Não havia dúvidas de que, em sua forma atual, o Estado agia como organizador da dominação de classe. Mas uma dimensão crucial da teoria de Poulantzas era que, de modos não triviais, as classes dominadas eram já uma parte do Estado. No século XX, a tarefa fundamental do Estado capitalista, de “organizar” as lutas de classes, forçou-o a dar passos importantes – não menos que criar o Estado de bem-estar – para acomodar as demandas da classe trabalhadora. Embora tais conquistas tivessem estado sempre ameaçadas pelo capital, elas ainda eram conquistas que haviam se tornado uma parte verdadeira da infraestrutura estatal. Em meados dos anos 1970, conforme as ditaduras do sul da Europa faziam transição para a democracia, e conforme os partidos comunistas francês e italiano lutavam sobre como participar na política parlamentar, Poulantzas começou a pensar sobre como o equilíbrio de poder entre as classes poderia ser radicalmente mudado, de modo que as posições fracas e marginais em que as classes dominadas já tinham nas lutas pelo Estado pudessem ser transformadas em bases para ruptura e transformação.

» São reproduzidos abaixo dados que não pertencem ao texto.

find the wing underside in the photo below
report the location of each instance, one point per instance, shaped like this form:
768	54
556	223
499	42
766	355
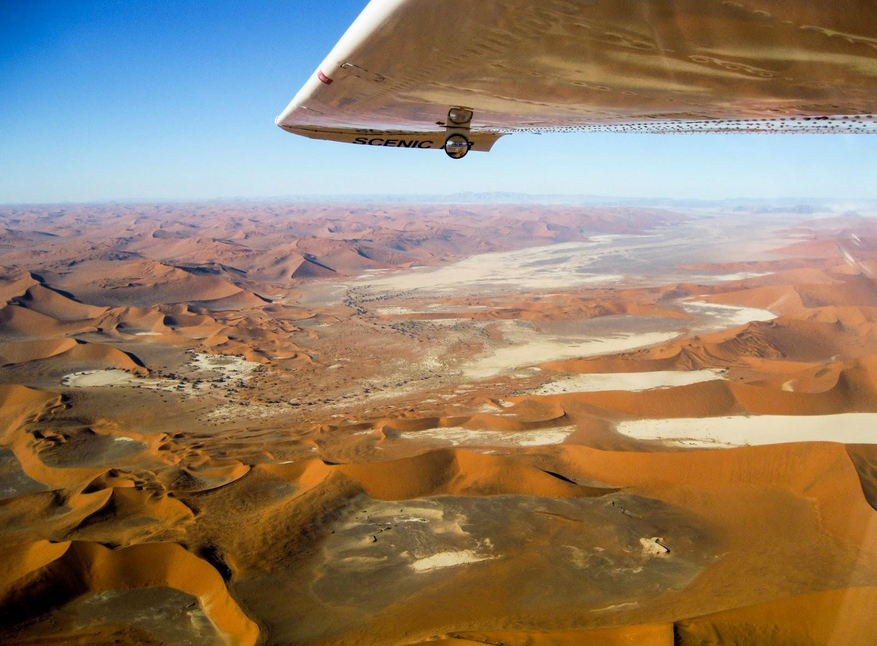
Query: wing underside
802	66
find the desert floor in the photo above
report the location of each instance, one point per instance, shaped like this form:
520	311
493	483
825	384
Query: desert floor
243	423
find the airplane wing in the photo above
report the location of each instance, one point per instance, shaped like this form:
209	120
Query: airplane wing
425	73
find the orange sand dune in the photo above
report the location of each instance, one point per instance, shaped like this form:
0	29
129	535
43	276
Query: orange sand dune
88	568
59	307
304	500
22	351
14	282
443	472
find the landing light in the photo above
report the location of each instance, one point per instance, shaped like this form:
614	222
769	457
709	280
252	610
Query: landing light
457	146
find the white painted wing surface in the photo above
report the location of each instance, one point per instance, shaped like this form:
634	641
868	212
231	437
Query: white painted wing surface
802	66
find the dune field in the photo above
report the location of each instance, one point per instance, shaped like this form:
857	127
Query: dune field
283	423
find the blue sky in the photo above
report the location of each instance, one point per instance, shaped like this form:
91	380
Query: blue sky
123	100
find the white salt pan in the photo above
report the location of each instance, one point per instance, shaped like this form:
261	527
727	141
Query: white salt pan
719	432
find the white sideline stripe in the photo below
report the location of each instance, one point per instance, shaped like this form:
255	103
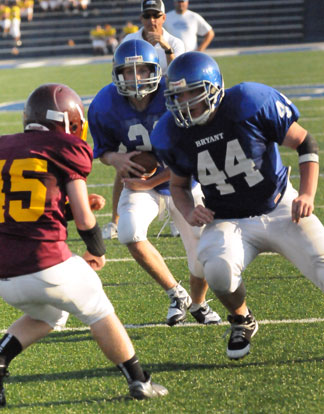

Por razões tanto teóricas como estratégicas, Poulantzas reconsiderou a relevância da “duplicidade de poder” das estratégias leninistas destinadas a construir contra-instituições da classe trabalhadora, que num certo momento ficariam fortes o suficiente para “esmagar” o Estado capitalista. Essa estratégia teve origem de um modo deveras ad-hoc na preparação da Revolução Russa em 1917. Para Poulantzas, olhando para os sistemas políticos da Europa Ocidental no final dos anos 1970 era impossível imaginar uma posição inteiramente fora do Estado. Embora as classes dominadas pudessem e devessem construir poder institucional de base à distância do Estado, elas nunca poderiam estar verdadeiramente fora do seu campo de poder. “Hoje, o poder é menos que nunca uma torre de marfim isolada das massas populares”, escreveu ele. “O Estado não é nem uma coisa-instrumento que pode ser tomado, nem uma fortaleza que pode ser penetrada usando um cavalo de madeira, nem ainda a segurança que pode ser quebrada por um roubo: ele é o coração do exercício do poder político”.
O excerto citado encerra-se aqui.